Abstract
Type 1 diabetes (T1D) is an autoimmune disease wherein a loss in immune tolerance leads to the
initiation and progressive destruction of insulin-producing ß cells. Numerous immune interventions have been
reported to delay ß-cell loss, but a few clinical trials have demonstrated safety and efficacy. Arguably, Fc
receptor–nonbinding anti-CD3 monoclonal antibodies (anti-CD3 mAb) have been the most successful clinical
immunotherapy for T1D, showing promising clinical outcomes in patients with new onset T1D as well as high-
risk, nondiabetic relatives of T1D patients. However, a significant number of patients still did not respond
positively to anti-CD3 therapy and the duration of response is limited. Hence, there is a critical need to develop
novel therapeutic interventions to induce immune tolerance for the treatment of T1D. Programmed cell death
protein 1 (PD-1): PD-Ligand 1 (PD-L1) axis plays important roles in immune tolerance. NOD mice lacking PD-
L1 or PD-1 develop accelerated T1D and PD-1/PD-L1 expression is low in immune cells of both NOD mice and
T1D patients. Genetically engineering approaches to overexpress PD-L1 or PD-1 in immune cells have shown
to promote immune tolerance in T1D. However, there are still challenges in clinical applications of viral
engineered cells such as toxicity, genotoxicity, low engraftment of gene-edited cells. PD-1/PD-L1 axis also plays
a critical role in anti-CD3-mediated tolerance in T1D. Anti-CD3 therapy induces immune tolerance in overt T1D
in TGFß-dependent mechanisms, however CD3 antibody-induced remission of T1D in NOD mice is fully
reversed by PD-1/PD-L1 blockade, suggesting that the PD-1/PD-L1 axis may also play a critical role in the
response of T1D patients to anti-CD3 immunotherapy. Thus, combining anti-CD3 mAb with TGFb1/PD-L
treatment may more synergistically restore immune tolerance in T1D; however, this has not yet been tested.
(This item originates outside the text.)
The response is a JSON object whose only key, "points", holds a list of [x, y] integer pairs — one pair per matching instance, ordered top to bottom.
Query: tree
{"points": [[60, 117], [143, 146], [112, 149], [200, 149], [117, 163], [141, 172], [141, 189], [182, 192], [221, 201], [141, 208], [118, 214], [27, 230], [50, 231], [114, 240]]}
Therefore, the overall goal of the proposed study is to develop a viral engineering- and cell-free strategy to deliver
TGFß1 and PD-L1 for inducing immune tolerance in T1D using extracellular vesicles (EVs) produced from
mesenchymal stem cells (MSCs). Our central hypothesis that MSC-derived EVs (MSC-EVs) engineered to
deliver TGFb1 and PD-L1 effectively induce immune tolerance in T1D and synergistically enhance anti-CD3-
mediated tolerance in T1D. Aim 1 is to define the mechanisms by which EVs carrying TGFb1 and PD-L1
suppress auto-reactive T cells. Aim 2 is to demonstrate the therapeutic effect of the engineered EVs in
prevention and reversal of T1D onset. Aim 3 is to examine the synergistic effect of the engineered EVs on anti-
CD3-mediated tolerance. The proposed project will provide EV-based therapy to induce immune tolerance and
help improve the efficacy and safety of anti-CD3 therapy in T1D. The significant preclinical data of the
engineered EVs in prevention and reversal of new-onset T1D will facilitate the development of robust and ready-
to-use MSC-EV therapeutics for T1D and other autoimmune diseases.